House OKs smaller budget
The state House has given its approval to a supplemental budget bill that cuts government spending by $67 million, or 1.3 percent, over the current biennium.
But that amount is likely to change after tomorrow, when the state Council on Revenues issues its quarterly forecast.
That new forecast will be used as the budget, House Bill 2500, moves through the Senate.
Lawmakers are not optimistic about the state's revenue picture improving.
"We must hope for the best but prepare for the worst," said House Finance Chairman Marcus Oshiro (D, Wahiawa-Poamoho).
After predicting revenue growth of 5.7 percent in August, the council revised that forecast to 4.9 percent in January, a difference of about $37 million.
Last week, Gov. Linda Lingle said preliminary figures from the state Tax Department indicated tax collections through the first eight months of the current fiscal year were up about 3 percent from last year.
Another downward forecast would likely mean more cuts and restrictions on government spending.
The supplemental budget already reduces the general fund operating budgets of most state departments by 4 percent.

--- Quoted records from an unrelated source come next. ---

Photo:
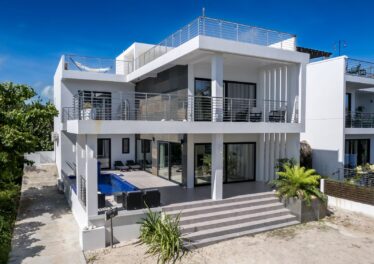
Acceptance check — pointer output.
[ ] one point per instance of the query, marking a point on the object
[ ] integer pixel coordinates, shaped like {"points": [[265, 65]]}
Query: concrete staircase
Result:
{"points": [[207, 222]]}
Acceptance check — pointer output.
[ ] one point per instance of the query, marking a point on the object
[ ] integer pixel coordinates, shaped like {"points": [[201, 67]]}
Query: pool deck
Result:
{"points": [[172, 193]]}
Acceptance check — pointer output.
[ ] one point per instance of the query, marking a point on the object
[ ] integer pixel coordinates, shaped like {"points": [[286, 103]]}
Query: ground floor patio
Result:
{"points": [[173, 193]]}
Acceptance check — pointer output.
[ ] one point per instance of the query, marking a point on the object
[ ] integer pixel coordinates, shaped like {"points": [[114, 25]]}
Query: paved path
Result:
{"points": [[45, 230]]}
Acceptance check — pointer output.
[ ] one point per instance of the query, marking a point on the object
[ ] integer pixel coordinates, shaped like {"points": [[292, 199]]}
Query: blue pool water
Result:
{"points": [[111, 183]]}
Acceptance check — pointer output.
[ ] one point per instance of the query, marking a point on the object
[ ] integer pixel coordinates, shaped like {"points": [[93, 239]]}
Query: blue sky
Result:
{"points": [[34, 34]]}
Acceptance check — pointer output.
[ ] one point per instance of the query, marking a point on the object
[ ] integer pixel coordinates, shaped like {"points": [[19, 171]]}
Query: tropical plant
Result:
{"points": [[298, 182], [25, 126], [279, 166], [163, 237]]}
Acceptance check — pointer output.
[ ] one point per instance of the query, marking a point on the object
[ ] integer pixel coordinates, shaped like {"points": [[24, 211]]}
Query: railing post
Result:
{"points": [[231, 109], [146, 107]]}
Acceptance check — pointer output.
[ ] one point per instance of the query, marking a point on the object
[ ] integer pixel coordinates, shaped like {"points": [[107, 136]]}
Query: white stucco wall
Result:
{"points": [[325, 113]]}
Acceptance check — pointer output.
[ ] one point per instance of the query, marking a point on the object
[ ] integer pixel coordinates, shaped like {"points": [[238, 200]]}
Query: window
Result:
{"points": [[125, 145]]}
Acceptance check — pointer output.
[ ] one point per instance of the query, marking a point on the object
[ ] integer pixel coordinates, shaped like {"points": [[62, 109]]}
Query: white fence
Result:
{"points": [[41, 157]]}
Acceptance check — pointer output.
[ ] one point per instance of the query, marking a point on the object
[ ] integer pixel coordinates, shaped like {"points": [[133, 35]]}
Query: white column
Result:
{"points": [[190, 161], [190, 91], [293, 146], [91, 175], [217, 87], [80, 161], [261, 158], [272, 157], [217, 166]]}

While it does not create any new proposals, it continues to support basic needs in the areas of affordable housing, health and human services, environmental protection, renewable energy research and development, and repair and maintenance of facilities, such as schools, according to the committee report.
"This is an honest budget," Oshiro said. "It doesn't create false expectations or make empty promises."
Lingle had proposed a supplemental budget that increased general fund spending by 1.9 percent, about $100.2 million, saying she believed such spending was possible while still recognizing the slowing of the economy.
She said she would consider revenue growth of 4 percent to be healthy for the current fiscal year.
House Republicans raised some concerns over the budget proposal, but all voted in favor of the bill.
Rep. Colleen Meyer, the minority floor leader, said that while the revenue growth has been modest, state tax collections are increasing.
"We don't have a revenue problem moving forward -- growth rates are moderate but our revenues are growing," said Meyer (R, Laie-Kahuku). "We have a spending problem."
As one example, Meyer said the state could potentially save millions by enacting some type of medical malpractice or tort reform. Although the issue has been raised repeatedly, the legislation has traditionally died in committee.
Meyer said the state is spending $169 million in health premiums paid to the Hawaii Employer-Union Health Benefits Trust Fund for state employees' health benefits.
She argued that those premiums could be reduced if the state took steps to reduce medical malpractice premiums paid by doctors.
"This is a prime example of how legislation has fiscal consequences," Meyer said.